Folge: 1114 | 26. Dezember 2019 | Sender: BR | Regie: Rupert Henning
Bild: BR/Hagen Keller
So war der Tatort:

Deutsch-kenianisch.

Denn im Dezember 2019 geht es im Tatort so international zu wie lange nicht mehr: Ein Ausflug nach Dänemark im Kieler Tatort Borowski und das Haus am Meer, ein russischer Kidnapper und ein südafrikanischer Killer im Münster-Tatort Väterchen Frost – und nun ein global agierendes Schmugglerkartell, das auch in Kibera aktiv ist, dem größten Slum in Nairobi.

Anders als ihre Kölner Kollegen Max Ballauf (Klaus J. Behrendt) und Freddy Schenk (Dietmar Bär), die in Blutdiamanten nach Belgien reisten oder in Manila auf die Phillipinen jetteten, ermitteln die Münchner Hauptkommissare Ivo Batic (Miroslav Nemec) und Franz Leitmayr (Udo Wachtveitl) in One Way Ticket aber ausschließlich in ihrer Heimat: Timo Harbig (Jakob Spieler), der für eine NGO verschiedene Hilfsprojekte in Afrika organisiert hat, wird einleitend vergiftet am Steuer seines Wagens aufgefunden. Die Kripo schaltet sich ein und stößt auf die Afrikanerin Numa Imani (Cynthia Micas, seit Das Leben nach dem Tod als Gerichtmedizinerin Jamila Marques im Berliner Tatort zu sehen), die kurz nach Harbigs Tod von einer Überwachungskamera am Tatort gefilmt wurde und offenbar wie er für das Kartell tätig war.

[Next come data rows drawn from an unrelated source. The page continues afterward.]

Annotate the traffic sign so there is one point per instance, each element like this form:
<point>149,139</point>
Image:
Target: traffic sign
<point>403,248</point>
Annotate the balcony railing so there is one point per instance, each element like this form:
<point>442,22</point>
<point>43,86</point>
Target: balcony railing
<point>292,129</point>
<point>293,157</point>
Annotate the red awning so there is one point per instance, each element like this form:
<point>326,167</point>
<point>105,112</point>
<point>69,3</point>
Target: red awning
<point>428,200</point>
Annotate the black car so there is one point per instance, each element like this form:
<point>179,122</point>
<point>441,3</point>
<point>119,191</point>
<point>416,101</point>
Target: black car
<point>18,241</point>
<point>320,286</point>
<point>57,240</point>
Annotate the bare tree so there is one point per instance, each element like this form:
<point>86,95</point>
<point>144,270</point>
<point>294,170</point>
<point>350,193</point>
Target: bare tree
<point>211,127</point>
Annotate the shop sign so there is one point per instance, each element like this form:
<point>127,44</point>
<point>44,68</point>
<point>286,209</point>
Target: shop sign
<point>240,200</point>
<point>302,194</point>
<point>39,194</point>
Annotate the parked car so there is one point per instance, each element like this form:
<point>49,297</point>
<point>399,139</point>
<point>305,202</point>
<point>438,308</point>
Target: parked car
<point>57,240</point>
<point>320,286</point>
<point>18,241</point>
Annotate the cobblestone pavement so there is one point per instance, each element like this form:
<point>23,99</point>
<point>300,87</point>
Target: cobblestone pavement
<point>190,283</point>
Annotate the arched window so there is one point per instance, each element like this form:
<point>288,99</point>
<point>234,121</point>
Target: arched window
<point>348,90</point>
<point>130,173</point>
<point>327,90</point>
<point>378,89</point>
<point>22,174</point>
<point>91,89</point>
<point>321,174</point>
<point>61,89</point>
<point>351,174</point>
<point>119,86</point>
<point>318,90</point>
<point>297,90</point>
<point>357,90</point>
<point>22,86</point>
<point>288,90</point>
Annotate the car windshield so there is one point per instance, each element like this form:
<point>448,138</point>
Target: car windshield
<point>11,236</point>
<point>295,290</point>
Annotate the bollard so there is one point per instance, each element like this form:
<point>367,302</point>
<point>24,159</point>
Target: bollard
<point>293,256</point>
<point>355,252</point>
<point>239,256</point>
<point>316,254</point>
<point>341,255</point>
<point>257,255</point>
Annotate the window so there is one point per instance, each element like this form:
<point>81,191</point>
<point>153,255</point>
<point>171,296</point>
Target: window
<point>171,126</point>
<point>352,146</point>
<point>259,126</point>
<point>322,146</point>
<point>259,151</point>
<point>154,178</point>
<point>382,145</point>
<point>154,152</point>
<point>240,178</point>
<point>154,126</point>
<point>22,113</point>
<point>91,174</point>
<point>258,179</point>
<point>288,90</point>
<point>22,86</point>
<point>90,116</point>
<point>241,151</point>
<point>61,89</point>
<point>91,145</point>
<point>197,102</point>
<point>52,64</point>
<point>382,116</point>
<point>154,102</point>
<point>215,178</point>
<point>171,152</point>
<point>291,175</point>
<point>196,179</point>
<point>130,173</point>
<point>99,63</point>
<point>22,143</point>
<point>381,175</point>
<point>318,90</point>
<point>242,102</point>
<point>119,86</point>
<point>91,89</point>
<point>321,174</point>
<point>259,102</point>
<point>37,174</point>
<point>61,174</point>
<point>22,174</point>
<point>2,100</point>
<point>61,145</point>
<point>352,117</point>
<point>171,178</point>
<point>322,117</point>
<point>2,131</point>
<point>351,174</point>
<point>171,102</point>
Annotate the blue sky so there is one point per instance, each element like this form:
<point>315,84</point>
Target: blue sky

Was diese Verstrickungen mit angolanischen Wolfsmilchgewächsen zu tun haben, welche Rolle dabei in Armut lebende Rentner spielen und warum sogar die Stasi ihre Finger im Spiel hat, gilt es für Batic und Leitmayr herauszufinden – tatkräftig unterstützt werden sie von den Kommissaren Kalli Hammermann (Ferdinand Hofer) und Ritschy Semmler (Stefan Betz) sowie Gerichtsmediziner Dr. Matthias Steinbrecher (Robert Joseph Bartl), der genau weiß, was er kann und was er eben nicht kann (oder will).


BATIC:
Was bitte macht die Stasi in München? Fast 30 Jahre nach ihrer Auflösung?

STEINBRECHER:
Ich bin der Forensiker. Ihr seid's die Rätselnussknacker.


Regisseur und Drehbuchautor Rupert Henning, der bisher die Wiener Tatort Folgen Grenzfall, Schock und Virus inszeniert hat, wirft den Zuschauer einleitend mitten in die Geschichte hinein und springt gleich zwischen drei verschiedenen Handlungsebenen hin und her.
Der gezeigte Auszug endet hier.